Radix Sort Explained: Step-by-Step Guide and Implementation

Radix Sort

You want to learn about Radix Sort—an efficient non-comparison-based sorting algorithm that sorts data by processing individual digits or characters, right? Unlike comparison-based algorithms (Bubble Sort, Quick Sort), Radix Sort leverages the “radix” (base) of the data (e.g., base 10 for numbers, base 256 for ASCII characters) to group and order elements. It’s especially powerful for sorting large datasets of fixed-length values (like integers, phone numbers, or strings) and often outperforms O(n log n) algorithms in practice for such cases.

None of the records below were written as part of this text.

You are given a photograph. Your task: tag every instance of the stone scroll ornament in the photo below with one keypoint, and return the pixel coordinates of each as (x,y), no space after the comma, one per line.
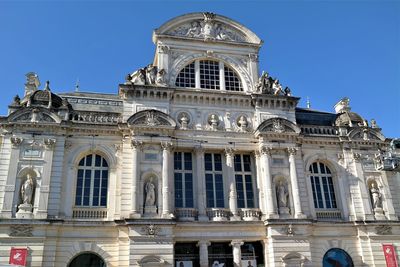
(208,29)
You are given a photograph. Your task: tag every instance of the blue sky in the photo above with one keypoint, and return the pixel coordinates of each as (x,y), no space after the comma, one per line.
(323,50)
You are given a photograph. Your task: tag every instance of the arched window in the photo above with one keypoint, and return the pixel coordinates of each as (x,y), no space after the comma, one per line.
(209,74)
(337,257)
(322,186)
(92,182)
(87,260)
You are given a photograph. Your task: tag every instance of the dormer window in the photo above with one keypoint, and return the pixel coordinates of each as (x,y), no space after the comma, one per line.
(209,74)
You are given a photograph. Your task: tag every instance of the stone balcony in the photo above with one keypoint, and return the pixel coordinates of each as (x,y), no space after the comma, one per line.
(329,215)
(250,214)
(186,214)
(89,213)
(218,214)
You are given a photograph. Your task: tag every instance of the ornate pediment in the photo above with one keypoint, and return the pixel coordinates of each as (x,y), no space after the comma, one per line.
(33,115)
(207,29)
(278,126)
(207,26)
(151,118)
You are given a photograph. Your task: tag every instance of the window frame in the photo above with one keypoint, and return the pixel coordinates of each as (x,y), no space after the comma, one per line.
(92,168)
(243,173)
(224,84)
(183,171)
(331,186)
(215,174)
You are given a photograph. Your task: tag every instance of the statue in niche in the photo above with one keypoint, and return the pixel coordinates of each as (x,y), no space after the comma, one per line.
(194,30)
(376,196)
(150,199)
(27,189)
(282,195)
(160,80)
(151,74)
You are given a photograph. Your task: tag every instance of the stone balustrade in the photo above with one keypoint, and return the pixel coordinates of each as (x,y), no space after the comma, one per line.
(329,215)
(218,214)
(248,214)
(89,213)
(186,214)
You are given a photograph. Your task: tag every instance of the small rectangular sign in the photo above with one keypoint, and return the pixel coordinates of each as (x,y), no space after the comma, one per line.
(390,255)
(18,256)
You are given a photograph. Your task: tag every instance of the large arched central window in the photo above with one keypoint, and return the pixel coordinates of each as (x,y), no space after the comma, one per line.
(322,186)
(209,74)
(92,182)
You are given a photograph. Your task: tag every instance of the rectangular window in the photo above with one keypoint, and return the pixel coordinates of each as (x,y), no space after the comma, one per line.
(214,180)
(183,179)
(244,181)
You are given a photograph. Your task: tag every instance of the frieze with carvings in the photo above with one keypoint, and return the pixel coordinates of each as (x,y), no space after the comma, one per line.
(208,29)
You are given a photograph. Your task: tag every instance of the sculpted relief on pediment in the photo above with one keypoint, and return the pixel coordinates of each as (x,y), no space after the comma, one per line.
(208,29)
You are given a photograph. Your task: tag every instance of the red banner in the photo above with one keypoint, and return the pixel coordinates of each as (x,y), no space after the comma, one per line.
(18,256)
(390,255)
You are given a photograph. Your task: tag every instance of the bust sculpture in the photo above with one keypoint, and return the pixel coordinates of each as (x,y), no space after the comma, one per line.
(27,190)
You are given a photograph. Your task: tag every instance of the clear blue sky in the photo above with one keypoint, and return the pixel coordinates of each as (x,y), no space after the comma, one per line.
(321,49)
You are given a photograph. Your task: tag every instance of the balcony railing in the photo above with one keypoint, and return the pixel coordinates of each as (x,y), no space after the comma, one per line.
(218,214)
(89,213)
(186,214)
(250,214)
(328,215)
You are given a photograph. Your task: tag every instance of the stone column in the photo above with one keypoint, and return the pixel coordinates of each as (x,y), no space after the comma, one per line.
(266,173)
(203,251)
(201,188)
(136,148)
(229,153)
(166,165)
(237,253)
(293,180)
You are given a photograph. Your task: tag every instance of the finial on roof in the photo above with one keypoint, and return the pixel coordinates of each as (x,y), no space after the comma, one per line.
(308,103)
(47,86)
(77,86)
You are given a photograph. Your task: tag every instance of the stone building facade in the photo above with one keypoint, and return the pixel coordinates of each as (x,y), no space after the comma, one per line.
(198,160)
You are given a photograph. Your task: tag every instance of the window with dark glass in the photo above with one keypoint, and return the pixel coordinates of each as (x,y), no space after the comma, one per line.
(214,180)
(92,182)
(183,176)
(212,74)
(322,186)
(186,78)
(244,183)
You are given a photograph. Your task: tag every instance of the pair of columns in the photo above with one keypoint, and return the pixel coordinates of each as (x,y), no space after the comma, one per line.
(265,162)
(166,165)
(236,252)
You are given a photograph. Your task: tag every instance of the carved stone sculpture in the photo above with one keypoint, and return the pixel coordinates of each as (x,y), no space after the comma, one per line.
(376,197)
(27,190)
(282,195)
(150,199)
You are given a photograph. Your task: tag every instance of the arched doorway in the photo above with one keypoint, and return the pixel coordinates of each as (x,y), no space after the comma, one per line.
(87,260)
(336,257)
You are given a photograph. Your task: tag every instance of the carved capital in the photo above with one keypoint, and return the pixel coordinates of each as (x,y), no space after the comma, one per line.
(203,243)
(16,141)
(253,57)
(163,49)
(229,151)
(49,143)
(136,144)
(357,157)
(167,146)
(236,243)
(199,150)
(292,151)
(264,150)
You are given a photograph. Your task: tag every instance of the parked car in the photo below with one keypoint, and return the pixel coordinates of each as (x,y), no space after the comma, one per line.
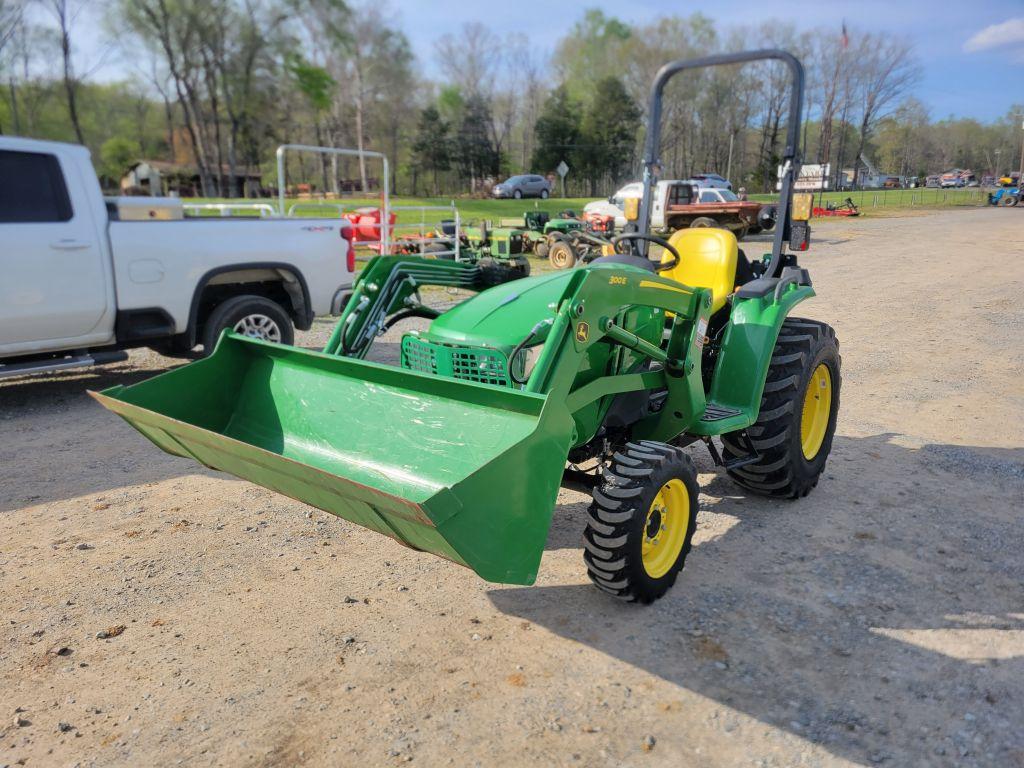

I. Core Principles of Radix Sort

Radix Sort follows a “digit-by-digit” sorting approach, using a stable sub-sorting algorithm (typically Counting Sort or Bucket Sort) to process each digit from the least significant digit (LSD) to the most significant digit (MSD) (or vice versa). Here’s the step-by-step workflow:

  1. Determine the Radix: Choose the base of the data (e.g., base 10 for decimal numbers, base 2 for binary, base 26 for letters).
  2. Find the Maximum Number of Digits: Identify the element with the most digits (e.g., for [123, 45, 6], the max digits = 3).
  3. Sort by Each Digit: For each digit position (starting from LSD to MSD):
    • Use a stable sub-sorting algorithm to sort the array based on the current digit.
    • Pad shorter numbers with leading zeros (conceptually) to match the max digit length.
  4. Final Sorted Array: After processing all digit positions, the array is fully sorted.

Key Insight

By using a stable sub-sorting algorithm, Radix Sort preserves the order of elements with the same digit at the current position. This ensures that previous sorting steps (for less significant digits) are not undone when processing more significant digits.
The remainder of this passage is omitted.